“Improving the NHS workforce’s wellbeing” (Society, 19 June) has to be a priority if we are to retain staff across the NHS. Staff and employers should be praised and supported for introducing initiatives such as lunch clubs and flexible working. These may not seem significant at first glance, but as a practicing anaesthetist, I have seen first-hand how simple activities such as these can positively change the culture of a workplace and help hospitals and trusts keep hold of their staff. With large vacancies across the NHS, including 400 unfilled consultant anaesthetists posts, the stress of increasing workloads and high fatigue is a constant concern. I am pleased to see that the recruitment and retention of staff is a goal within the NHS long-term plan, but ultimately, we repeat our call for a national welfare and morale strategy for the NHS as it’s difficult to see how initiatives across a handful of hospitals can deliver noticeable change in staffing levels across the organisation.

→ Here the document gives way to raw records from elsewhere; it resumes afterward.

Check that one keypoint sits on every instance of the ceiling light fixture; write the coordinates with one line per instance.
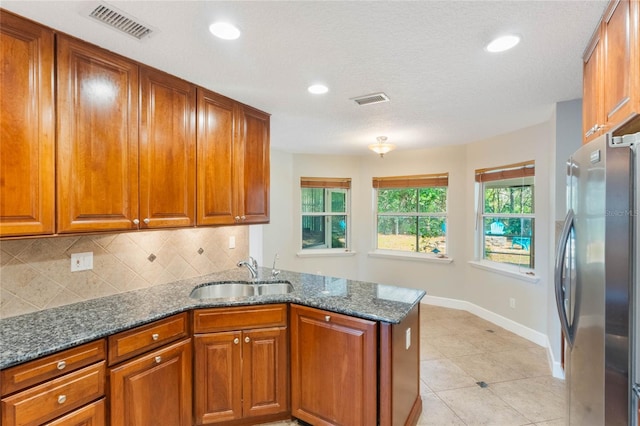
(224, 30)
(382, 146)
(318, 89)
(503, 43)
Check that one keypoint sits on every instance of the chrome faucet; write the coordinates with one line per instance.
(252, 266)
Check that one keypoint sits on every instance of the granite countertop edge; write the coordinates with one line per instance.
(30, 336)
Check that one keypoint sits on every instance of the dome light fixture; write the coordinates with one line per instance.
(224, 30)
(318, 89)
(382, 146)
(500, 44)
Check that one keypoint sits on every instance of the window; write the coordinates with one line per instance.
(506, 214)
(325, 213)
(412, 213)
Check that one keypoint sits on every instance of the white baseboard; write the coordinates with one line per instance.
(514, 327)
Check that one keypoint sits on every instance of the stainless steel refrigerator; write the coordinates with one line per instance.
(596, 282)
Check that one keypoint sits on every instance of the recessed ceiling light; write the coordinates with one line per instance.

President of the Royal College of Anaesthetists
• While it is good to see organisations attempting to look after their staff, this is no substitute for a job that is enjoyable, doable and well supported. I took early retirement from a consultant post in part because it was less enjoyable than it used to be. The constraints of commissioning and contracts meant it was not easy to pursue or develop an area of interest outside those constraints. Services we had informally developed over the years fell by the wayside as staff were limited by how many contacts were the norm for a particular case, and by the difficulty of working across different provider trusts.
While we cannot allow a free-for-all in the way we practice, being too restrictive not only limits patient options but also makes work boring and so less desirable. We all function better when we have a sense of control. Add in (as examples) the need to collect data which is rarely of clinical use but is a priority, changing shift patterns for junior doctors and the threat of gross negligence manslaughter, and a few pilates sessions may not be enough.